Visitors are shown ancient cannons installed at Fort Jesus. The cannons were used to ward off raiders coming through the ocean.[Photo provided by Otiato Opali/China Daily]
Site dated back to early colonial conquest in Africa tells the story of multicultural, interconnected Indian Ocean
Built by the Portuguese toward the end of the 16th century on the Kenyan coastline in Mombasa city, Fort Jesus tells the story of early colonial conquest in Africa and how the Portuguese at one time ruled the trade routes of the Indian Ocean.
Lawrence Juma, a local tour guide, said that no fort in Africa has undergone as much turmoil as Fort Jesus. The massive and imposing fort has repeatedly changed hands since it was built by the Portuguese as states fought for control of this key choke-point for the flow of regional trade.
“From 1631 to 1875 Fort Jesus changed hands several times, being captured, overrun and recaptured by the Portuguese, Arab soldiers, African Swahili warriors and British colonialists. The battles for the control of the fort were fierce because whoever took over the fort became the master of the growing city of Mombasa and the wealth of the Indian Ocean trade routes,” Juma said.
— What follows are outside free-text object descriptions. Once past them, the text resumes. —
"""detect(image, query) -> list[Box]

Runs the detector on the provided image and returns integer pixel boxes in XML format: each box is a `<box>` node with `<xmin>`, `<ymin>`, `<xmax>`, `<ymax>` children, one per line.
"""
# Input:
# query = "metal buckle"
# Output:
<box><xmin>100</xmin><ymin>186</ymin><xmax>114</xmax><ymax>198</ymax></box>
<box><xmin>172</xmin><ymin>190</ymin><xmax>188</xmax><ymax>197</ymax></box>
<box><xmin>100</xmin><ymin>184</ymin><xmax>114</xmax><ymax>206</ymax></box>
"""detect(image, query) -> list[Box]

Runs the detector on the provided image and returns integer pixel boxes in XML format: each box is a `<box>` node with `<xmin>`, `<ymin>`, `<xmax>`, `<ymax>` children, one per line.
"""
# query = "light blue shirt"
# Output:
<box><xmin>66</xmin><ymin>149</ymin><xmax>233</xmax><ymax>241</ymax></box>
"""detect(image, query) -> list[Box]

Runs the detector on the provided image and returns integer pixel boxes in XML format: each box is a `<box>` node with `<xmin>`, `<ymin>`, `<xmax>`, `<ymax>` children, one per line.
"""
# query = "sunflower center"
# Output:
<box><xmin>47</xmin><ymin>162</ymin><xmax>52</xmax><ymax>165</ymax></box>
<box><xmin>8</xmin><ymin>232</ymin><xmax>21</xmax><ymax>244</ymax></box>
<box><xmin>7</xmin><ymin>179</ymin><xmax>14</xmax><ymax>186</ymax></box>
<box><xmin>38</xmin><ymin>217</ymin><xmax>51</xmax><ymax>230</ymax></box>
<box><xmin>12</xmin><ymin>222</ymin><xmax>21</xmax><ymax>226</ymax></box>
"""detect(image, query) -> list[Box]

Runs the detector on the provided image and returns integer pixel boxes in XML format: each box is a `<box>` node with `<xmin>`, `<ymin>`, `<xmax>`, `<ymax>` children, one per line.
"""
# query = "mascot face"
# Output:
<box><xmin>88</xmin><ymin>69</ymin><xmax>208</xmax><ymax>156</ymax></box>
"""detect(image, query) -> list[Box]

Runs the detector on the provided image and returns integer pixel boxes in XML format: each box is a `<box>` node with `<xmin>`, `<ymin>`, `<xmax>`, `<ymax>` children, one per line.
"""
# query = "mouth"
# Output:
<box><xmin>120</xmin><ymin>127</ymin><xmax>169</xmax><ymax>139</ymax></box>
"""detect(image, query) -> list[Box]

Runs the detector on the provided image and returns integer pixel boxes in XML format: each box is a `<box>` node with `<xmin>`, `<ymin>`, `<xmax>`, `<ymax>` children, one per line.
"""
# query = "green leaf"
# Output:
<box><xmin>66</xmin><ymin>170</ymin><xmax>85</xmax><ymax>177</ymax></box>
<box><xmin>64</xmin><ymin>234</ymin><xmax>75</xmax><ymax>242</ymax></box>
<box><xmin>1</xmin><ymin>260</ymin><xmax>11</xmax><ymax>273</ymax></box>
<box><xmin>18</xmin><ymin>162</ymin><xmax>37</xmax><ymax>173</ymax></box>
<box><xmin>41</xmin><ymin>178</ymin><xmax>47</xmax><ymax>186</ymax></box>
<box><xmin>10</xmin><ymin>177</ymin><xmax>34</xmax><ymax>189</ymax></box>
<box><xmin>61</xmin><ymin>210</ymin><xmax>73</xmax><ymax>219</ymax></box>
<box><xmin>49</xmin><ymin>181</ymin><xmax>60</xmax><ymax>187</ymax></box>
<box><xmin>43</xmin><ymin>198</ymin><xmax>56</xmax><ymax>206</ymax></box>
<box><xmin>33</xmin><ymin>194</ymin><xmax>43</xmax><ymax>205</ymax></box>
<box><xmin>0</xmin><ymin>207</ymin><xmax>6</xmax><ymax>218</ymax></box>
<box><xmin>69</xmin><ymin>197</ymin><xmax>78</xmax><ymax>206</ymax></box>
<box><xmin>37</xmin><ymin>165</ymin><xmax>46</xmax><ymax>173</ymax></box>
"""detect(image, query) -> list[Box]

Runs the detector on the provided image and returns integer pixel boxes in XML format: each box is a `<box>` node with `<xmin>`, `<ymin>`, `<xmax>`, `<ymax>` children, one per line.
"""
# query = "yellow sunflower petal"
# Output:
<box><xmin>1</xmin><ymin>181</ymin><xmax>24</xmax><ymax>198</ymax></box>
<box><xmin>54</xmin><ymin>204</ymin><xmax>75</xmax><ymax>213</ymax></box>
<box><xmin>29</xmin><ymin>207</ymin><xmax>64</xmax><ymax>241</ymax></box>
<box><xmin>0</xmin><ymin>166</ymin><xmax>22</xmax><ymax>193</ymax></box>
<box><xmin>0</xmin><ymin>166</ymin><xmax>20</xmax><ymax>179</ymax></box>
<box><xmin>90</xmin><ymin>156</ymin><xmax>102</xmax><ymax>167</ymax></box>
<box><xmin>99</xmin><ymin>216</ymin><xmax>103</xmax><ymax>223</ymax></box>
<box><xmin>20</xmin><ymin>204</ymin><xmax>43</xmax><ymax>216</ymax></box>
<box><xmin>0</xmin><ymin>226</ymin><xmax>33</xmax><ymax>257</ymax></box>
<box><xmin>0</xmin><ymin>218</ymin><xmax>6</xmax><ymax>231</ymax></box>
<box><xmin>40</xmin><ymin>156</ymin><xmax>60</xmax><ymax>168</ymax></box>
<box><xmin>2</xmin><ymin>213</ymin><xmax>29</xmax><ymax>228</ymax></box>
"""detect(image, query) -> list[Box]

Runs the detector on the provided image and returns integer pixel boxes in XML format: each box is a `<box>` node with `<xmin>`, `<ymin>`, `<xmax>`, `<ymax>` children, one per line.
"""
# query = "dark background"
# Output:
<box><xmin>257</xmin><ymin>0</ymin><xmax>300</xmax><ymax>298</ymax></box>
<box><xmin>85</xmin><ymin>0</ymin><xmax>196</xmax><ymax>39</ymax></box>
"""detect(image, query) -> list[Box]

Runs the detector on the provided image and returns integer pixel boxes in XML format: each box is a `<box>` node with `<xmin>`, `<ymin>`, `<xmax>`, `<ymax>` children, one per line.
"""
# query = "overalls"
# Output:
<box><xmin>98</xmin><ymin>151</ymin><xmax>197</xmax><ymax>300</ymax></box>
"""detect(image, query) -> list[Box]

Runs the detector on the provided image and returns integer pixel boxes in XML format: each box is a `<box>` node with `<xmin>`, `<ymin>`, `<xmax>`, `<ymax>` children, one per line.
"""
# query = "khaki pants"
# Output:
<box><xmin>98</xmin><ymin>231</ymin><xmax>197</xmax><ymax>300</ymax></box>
Built between 1593 and 1596, the fort, which is protected by plastered coral walls as high as 18 meters, features a starlike, angular shape, designed so that any assailant trying to climb any of the walls could easily come under fire from one of its many watchtowers, and so that cannonballs would be more likely to ricochet rather than scoring a direct hit.
Seen from the air, the fort, which was designated a UNESCO World Heritage Site in 2011, was designed in Renaissance fashion to reflect the proportions of the human body, and looks like a man lying on his stomach facing the ocean.
“After completion the fort quickly became a vital asset for those desiring to control Mombasa Island and the surrounding trade routes and was won and lost nine times during various battles for the control of Kenya between 1631 and 1875 before finally resting with the British,” Juma said.
Walking around the fort, one can see elements left behind by each of the major powers that once occupied it. British and Portuguese influence can be seen in the various cannons found in the fort while the Omani Arabs marked their occupation by etching Koranic inscriptions into the wooden door posts and ceiling beams.
Fort Jesus was occupied by the Portuguese for almost a century, who used it as the main point of control over the port of Mombasa and the maritime traffic of the Swahili Coast. When it later fell into the hands of the Omani sultan, it was turned into an administrative center. When the British took over, the fort was converted into a prison until the eve of independence in 1958 when it was declared a National Monument.
Today the fort, which sits on a 2.36-hectare site, is open to visitors who can view some of the surviving historical structures, including an open water cistern used by the Portuguese to harvest rainwater, the ruins of a church built by the Portuguese and a 23-meter deep well bored by the Arabs.